Which we all must do, no matter where we are on this wide, beautiful globe.

Related post: Lengthening the Cords

Together is The Way to Be

When I go to church on Sunday morning, I think I don’t have impossible expectations. But it would be nice if everyone could be there on time. And please don’t expect me to chat with you while we’re singing because I don’t like being disturbed from focusing on the song and leader.

Would it be so much to ask to have the window cracked, so I could breath? Would it really be the death of anyone to have a light breeze in the room? It’s hard for me to concentrate on the speaker while I’m breathing fumes of fried onions and bad personal hygiene. I try sucking mints and holding my hand to my nose so as to smell the (nice) (Irish) lotion I used, but I still feel nauseated and need huge self-control to keep from bolting out the door.
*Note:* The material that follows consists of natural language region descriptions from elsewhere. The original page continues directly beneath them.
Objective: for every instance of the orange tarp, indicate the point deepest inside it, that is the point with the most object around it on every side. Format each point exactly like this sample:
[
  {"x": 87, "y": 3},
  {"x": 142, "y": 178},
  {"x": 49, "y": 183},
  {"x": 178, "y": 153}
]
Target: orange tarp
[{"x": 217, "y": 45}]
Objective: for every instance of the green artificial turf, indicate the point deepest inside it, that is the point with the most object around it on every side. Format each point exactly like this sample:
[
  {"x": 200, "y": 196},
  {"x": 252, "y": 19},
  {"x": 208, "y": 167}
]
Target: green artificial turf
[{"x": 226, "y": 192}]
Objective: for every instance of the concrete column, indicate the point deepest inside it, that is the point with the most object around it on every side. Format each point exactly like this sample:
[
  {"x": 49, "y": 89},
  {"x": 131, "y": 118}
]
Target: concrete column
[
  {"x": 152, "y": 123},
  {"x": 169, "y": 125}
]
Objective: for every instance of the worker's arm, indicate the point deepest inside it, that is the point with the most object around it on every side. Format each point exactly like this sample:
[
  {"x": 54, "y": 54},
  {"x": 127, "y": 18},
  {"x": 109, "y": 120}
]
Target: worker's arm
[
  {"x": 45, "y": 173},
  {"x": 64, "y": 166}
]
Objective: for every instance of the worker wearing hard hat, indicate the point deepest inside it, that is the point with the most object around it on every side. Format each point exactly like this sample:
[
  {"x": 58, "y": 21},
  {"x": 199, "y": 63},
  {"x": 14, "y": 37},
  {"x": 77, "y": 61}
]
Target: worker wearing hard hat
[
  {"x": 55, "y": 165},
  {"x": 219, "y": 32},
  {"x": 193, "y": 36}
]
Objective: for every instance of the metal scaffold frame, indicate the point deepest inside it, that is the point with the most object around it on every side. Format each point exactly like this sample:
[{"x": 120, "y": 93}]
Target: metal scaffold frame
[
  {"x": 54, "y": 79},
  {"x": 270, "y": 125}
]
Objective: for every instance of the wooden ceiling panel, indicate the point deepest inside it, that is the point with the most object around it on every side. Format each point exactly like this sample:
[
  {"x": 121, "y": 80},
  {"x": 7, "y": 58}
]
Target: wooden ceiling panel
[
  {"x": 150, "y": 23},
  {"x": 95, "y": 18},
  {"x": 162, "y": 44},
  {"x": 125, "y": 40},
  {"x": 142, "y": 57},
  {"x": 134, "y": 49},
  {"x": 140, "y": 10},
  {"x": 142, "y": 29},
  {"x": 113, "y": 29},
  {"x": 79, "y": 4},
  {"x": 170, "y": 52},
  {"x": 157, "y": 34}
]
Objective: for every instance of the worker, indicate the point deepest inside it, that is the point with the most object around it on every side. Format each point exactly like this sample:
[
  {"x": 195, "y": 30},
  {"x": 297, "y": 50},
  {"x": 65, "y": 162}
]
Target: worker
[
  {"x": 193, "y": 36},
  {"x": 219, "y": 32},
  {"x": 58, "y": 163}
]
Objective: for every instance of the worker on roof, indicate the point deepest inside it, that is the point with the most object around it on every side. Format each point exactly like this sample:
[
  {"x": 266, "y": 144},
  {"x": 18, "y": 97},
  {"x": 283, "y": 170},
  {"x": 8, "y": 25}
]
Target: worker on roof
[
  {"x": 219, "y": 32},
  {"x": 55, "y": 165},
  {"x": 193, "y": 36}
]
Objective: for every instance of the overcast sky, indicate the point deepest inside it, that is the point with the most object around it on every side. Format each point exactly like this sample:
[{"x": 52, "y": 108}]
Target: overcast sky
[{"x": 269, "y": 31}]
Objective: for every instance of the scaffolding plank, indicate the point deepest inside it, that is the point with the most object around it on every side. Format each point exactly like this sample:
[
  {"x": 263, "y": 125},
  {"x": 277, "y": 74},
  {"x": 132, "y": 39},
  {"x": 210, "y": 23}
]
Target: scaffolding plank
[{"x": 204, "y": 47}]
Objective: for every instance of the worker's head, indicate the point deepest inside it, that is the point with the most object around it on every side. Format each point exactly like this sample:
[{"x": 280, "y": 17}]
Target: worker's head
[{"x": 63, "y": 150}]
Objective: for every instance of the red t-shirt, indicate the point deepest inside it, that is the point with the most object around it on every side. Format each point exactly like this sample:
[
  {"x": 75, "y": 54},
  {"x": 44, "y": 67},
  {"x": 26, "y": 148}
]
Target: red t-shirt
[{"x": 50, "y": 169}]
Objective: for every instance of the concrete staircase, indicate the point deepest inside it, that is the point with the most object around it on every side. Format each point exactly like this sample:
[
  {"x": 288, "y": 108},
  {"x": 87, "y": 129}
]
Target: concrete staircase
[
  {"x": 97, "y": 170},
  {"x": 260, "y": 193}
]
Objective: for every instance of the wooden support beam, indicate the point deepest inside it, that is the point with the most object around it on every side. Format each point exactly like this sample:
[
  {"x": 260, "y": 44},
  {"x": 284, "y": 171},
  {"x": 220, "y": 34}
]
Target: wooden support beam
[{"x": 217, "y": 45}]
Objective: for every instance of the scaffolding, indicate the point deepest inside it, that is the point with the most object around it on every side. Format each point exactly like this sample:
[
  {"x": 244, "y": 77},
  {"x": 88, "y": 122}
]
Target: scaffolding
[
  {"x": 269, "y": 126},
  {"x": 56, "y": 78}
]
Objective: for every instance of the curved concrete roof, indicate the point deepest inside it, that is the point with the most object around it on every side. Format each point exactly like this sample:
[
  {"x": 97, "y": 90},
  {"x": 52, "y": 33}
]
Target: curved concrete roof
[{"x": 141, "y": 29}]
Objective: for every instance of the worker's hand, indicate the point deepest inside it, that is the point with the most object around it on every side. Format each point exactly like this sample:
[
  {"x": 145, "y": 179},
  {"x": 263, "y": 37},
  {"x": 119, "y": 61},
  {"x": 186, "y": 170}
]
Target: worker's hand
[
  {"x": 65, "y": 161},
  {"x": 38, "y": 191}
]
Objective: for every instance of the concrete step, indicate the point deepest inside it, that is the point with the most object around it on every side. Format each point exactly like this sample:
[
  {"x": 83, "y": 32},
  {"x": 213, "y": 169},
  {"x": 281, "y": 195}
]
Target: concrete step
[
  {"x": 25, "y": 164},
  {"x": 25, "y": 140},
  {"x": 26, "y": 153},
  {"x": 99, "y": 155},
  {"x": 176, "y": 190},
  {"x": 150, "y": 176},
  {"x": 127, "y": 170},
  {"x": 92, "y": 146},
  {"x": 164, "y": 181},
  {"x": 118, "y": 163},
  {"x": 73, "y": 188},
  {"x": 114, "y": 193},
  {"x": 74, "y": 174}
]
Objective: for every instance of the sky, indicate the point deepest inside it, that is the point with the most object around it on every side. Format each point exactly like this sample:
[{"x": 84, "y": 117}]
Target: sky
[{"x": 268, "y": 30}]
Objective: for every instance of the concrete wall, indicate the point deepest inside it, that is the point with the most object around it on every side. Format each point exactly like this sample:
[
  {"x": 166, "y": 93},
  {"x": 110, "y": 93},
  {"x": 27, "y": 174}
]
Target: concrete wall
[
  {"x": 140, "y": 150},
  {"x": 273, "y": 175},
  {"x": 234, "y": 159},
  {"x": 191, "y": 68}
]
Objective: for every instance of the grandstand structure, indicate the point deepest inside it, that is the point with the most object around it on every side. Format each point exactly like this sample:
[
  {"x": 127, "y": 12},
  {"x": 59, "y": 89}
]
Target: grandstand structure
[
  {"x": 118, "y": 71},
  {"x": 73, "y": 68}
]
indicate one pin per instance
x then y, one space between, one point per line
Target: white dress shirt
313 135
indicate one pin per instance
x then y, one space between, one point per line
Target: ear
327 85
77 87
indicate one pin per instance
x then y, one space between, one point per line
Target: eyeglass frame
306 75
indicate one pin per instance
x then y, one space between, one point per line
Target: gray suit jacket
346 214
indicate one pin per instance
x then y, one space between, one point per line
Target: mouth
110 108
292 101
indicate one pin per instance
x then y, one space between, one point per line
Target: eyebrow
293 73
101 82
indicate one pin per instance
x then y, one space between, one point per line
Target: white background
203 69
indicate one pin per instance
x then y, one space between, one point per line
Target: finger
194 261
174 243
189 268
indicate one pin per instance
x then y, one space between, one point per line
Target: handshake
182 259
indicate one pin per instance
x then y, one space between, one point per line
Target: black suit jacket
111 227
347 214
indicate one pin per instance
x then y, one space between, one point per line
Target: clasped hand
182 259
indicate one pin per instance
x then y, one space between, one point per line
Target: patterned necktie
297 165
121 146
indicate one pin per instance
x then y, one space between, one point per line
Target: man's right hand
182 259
When we’re drinking tea together afterwards, I want to have meaningful conversations, not negativity or complaining or arguing. I like to argue, but not after church. Let’s please try to take a day off from our vices.

We work hard to clean the place every Sat. and in several hours on Sun. the floor has clouds of dirt scattered around, sugary tea is splashed down the steps, empty water cups stand around, song books and chairs are anywhere and everywhere. It would be nice if someone else would care about keeping the place clean instead of just using it and leaving.

I could stay at home on Sunday mornings and be more comfortable on most every level. I could talk to God; He could talk to me. I could sing alone. I could even listen to a sermon. There could be worship and communication and encouragement.

But there wouldn’t be community.

I’m finding that when I leave seclusion and walk into a messy, unpredictable universe full of  personalities and bodies, there are a lot of aspects that prickle, disturb, irritate me. But I would also miss out on way too many things that make my life richer.

So yesterday, I could hardly breathe during the service for the smell and the stuffy air. But there were wise words spoken, sad news shared, tears, hugs, and songs. There was care and love poured out, worship and surrender. Glints of beauty sparkled around us–beauty that I’m not willing to do without.

There’s a woman who searches me out every Sunday to kiss  me and ask how I am, because she knows that I’m not always ok, and sometimes we’ve cried together, mingled tears on cheeks. There’s another who tells me about her week, and says she has stories to tell me when we’ll meet later in the day. There are creative little people in Sunday school who chatter happily to me and draw pictures as easily as they breathe.

Community means give and take. Not liking some things, but welcoming other things. It means color and texture (did I mention smells?) and depth that is impossible to find anywhere except together. I like it that way.